Sanskrit Kavya literature has a long history of its development. The idea of sending of a message, through a messenger, from one person to another is not to be found wanting in the Hindu epics but it was taken up as an independent theme for a poem firstly by Ghatakarpara and later on by Kalidasa, Dhoyi, Udaya, Bhavabhuti and many other poets of note. sandesh kavya also called DutaKavya or message poem Sandesha Kavya  (IAST: sandeśa-kāvya) belongs to the category of Khandakavya.

Overview
In Sanskrit language, sandeśa (संदेश) means "message", and kāvya (काव्य) means "poem" or "poetry". Sandesha kavya deals with the sending of a message through the agency of a messenger (Duta). The idea of sending a message through a messenger (Duta) is old and familiar in literature.

Ghatakarpara’s Sandesha Kavya

The fore-runner of Sandesha Kavya is a small poem bearing the title - "Poem of the Broken-jug" which is a poem by Ghatakarpara on the message sent to the husband by a wife who was in grief on account of separation; it deals with the lamentation of the abandoned wife who does not address her lamentation to one person alone but to the monsoon clouds, her confidante, her distant husband and some trees but none of them entrusted with the task of carrying her message. The poem is of twenty-four stanzas in five different metres. Even though nothing is known about the poet except his name which stands mentioned at the very end of the poem but he is believed to be contemporary of Kalidasa and one of the Nine Gems in the court of Vikramāditya, though he does not reach the lofty, subtle, romantic height of Kalidasa. Abhinavagupta holds the view that this poem was actually written by Kalidasa, and has written a commentary on it, but the construction etc., of the poem indicates that Kalidasa did not write this poem.

Eminent Sandesha kavyas

In Kalidasa’s Meghadūta, the messenger is the cloud, in Dohyi’s Pavanadūta, the messenger is the wind, in Udaya’s Mayurasandeśa, the messenger is the peacock.

The methodology employed by Kalidāsa in the construction of his Meghadūta, a lyric in a little over one hundred verses that personifies objects of Nature and describes Nature with all its beauties and glories, has been imitated by later Sanskrit poets.

Pavanadhuta is written by Dhoyin a 12th century CE court poet the Gauda king Lakshmana of the Sena dynasty. The poet narrates tells the story of a gandharva maiden Kuvalayavatī who falls in love with King Lakshmana. She asks the wind (Pavan) to take her message of love to the king.

Bhavabhuti used this metre for Act IX 25-26 of his Mālatīmādhava in which the abandoned Mādhava searching for a cloud to take his message to Mālatī speaks in Mandākrāntā metre.

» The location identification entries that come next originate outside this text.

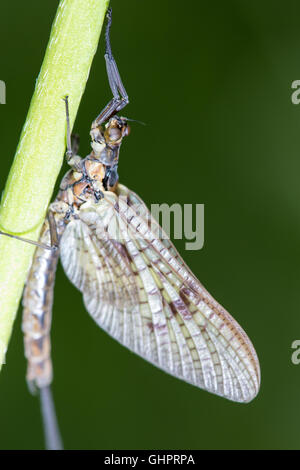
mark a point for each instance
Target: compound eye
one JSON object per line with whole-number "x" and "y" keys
{"x": 114, "y": 134}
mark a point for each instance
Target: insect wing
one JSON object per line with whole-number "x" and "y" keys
{"x": 138, "y": 289}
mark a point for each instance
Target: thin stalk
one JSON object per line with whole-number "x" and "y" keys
{"x": 39, "y": 156}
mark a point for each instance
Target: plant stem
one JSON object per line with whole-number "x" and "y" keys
{"x": 39, "y": 156}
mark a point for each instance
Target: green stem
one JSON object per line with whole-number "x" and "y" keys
{"x": 72, "y": 45}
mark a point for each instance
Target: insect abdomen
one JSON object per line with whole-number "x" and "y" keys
{"x": 37, "y": 313}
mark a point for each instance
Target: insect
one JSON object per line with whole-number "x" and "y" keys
{"x": 134, "y": 283}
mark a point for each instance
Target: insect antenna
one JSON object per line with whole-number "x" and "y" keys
{"x": 51, "y": 430}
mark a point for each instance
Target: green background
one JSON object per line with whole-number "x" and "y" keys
{"x": 212, "y": 80}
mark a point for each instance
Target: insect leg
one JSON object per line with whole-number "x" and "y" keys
{"x": 32, "y": 242}
{"x": 120, "y": 97}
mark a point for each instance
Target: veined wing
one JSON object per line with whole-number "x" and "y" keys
{"x": 138, "y": 289}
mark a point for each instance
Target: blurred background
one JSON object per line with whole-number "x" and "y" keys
{"x": 212, "y": 80}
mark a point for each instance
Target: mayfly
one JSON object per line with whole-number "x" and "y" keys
{"x": 134, "y": 283}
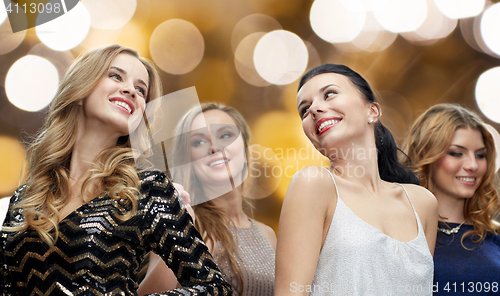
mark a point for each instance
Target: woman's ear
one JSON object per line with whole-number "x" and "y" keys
{"x": 375, "y": 113}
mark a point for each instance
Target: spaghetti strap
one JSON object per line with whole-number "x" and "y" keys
{"x": 336, "y": 187}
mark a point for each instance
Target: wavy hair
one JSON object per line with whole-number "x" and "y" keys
{"x": 390, "y": 169}
{"x": 49, "y": 155}
{"x": 211, "y": 221}
{"x": 429, "y": 139}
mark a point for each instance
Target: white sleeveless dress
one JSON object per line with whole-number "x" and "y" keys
{"x": 358, "y": 259}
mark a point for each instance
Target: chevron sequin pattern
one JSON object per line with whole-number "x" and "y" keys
{"x": 97, "y": 254}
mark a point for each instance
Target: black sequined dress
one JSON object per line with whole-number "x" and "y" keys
{"x": 97, "y": 254}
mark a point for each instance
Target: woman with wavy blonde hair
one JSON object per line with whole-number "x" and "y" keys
{"x": 455, "y": 155}
{"x": 85, "y": 217}
{"x": 210, "y": 160}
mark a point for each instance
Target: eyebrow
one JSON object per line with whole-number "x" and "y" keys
{"x": 125, "y": 73}
{"x": 320, "y": 91}
{"x": 462, "y": 147}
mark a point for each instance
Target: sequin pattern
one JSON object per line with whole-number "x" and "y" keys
{"x": 97, "y": 254}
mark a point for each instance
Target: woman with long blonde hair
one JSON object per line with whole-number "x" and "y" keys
{"x": 210, "y": 160}
{"x": 451, "y": 149}
{"x": 86, "y": 217}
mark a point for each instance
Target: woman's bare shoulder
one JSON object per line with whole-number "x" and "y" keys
{"x": 421, "y": 198}
{"x": 268, "y": 233}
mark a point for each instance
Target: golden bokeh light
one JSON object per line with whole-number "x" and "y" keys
{"x": 135, "y": 35}
{"x": 399, "y": 16}
{"x": 176, "y": 46}
{"x": 12, "y": 156}
{"x": 67, "y": 31}
{"x": 337, "y": 21}
{"x": 456, "y": 9}
{"x": 31, "y": 83}
{"x": 280, "y": 57}
{"x": 487, "y": 90}
{"x": 9, "y": 41}
{"x": 435, "y": 27}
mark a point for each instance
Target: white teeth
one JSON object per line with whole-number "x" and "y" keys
{"x": 327, "y": 123}
{"x": 218, "y": 162}
{"x": 466, "y": 179}
{"x": 123, "y": 104}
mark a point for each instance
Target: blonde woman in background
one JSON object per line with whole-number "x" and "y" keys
{"x": 210, "y": 160}
{"x": 455, "y": 155}
{"x": 85, "y": 218}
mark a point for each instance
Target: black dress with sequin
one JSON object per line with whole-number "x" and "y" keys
{"x": 97, "y": 254}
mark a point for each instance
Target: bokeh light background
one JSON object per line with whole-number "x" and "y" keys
{"x": 249, "y": 55}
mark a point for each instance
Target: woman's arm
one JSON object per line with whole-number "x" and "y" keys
{"x": 304, "y": 222}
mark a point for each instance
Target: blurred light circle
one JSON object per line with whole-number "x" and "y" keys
{"x": 243, "y": 60}
{"x": 8, "y": 40}
{"x": 478, "y": 36}
{"x": 280, "y": 57}
{"x": 110, "y": 14}
{"x": 253, "y": 23}
{"x": 467, "y": 30}
{"x": 31, "y": 83}
{"x": 12, "y": 158}
{"x": 136, "y": 36}
{"x": 67, "y": 31}
{"x": 487, "y": 90}
{"x": 177, "y": 46}
{"x": 400, "y": 16}
{"x": 435, "y": 26}
{"x": 337, "y": 21}
{"x": 456, "y": 9}
{"x": 490, "y": 28}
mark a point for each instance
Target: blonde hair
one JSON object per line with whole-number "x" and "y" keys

These apart, there is the message sent by a devotee to the Lord described in Hamsasandeśa of Venkatanātha Vedāntadeśika, and the message from the wife to husband in Cakorasandeśa of Vāsudeva of Payyur.

Arrangement of content

Sandeśa kāvyas are always in two parts; in the first part, the hero is presented, there appears the messenger and the route to the destination is described. The second part includes the destination, the house of the heroine, the heroine and her state of grief in separation, the message describing the hero’s own condition and a word of solace, with an identification mark mentioning some incident the hero and the heroine could know, to assure that the messenger is genuine. The messenger can be anyone – a person, a bird, a bee or a cloud or wind, and that messenger provides very interesting descriptions of cities en route with palaces and temples, pubs and parks, theatres, mansions and streets; the country parts and forests, hills and rivers, animals and birds, trees, creepers and flowers, cultivated fields and peasant girls, artisans. Love in separation is the chief emotion depicted in this type of lyrical poetry and there is certain individuality in the treatment of the theme; this type of poetry is not found in any other literature.

Mandākrāntā metre

The metre used is known as Mandākrāntā which is slow-moving and consists of pada of four lines each, with each line of seventeen syllables as in Kālidāsa's poem Meghadūta Stanza 15:

रत्नच्छायाव्यतिकर इव प्रेक्ष्यमेमत् पुरुस्ताद् वल्मीकाग्रात् प्रभवति धनुष्खण्डमाखण्डलस्य |
येन श्यामं वपुरतितरां कान्तिमापत्स्यते ते बर्हेणेव स्फुरितरुचीना गोपवेशस्य विष्णोः ||१५||

| – – – – | u u u u u – | – u – – u – x |

"Like the blending of tints in the jewels, to the Eastward, at the top of the mountain of Valmīkā, will appear a portion of a bow of Akhandala (Indra), by means of which thy dark blue body will gain excessive beauty, like that of the Shepherd clad Vishnu (Lord Krishna) from peacock’s tail, which possesses glittering beauty."

In other Indian languages
Sandesha Kavyas are found written in many other Indian languages. Unnuneeli Sandesham, one of the oldest literary works in Malayalam language is composed as a Sandesha Kavya.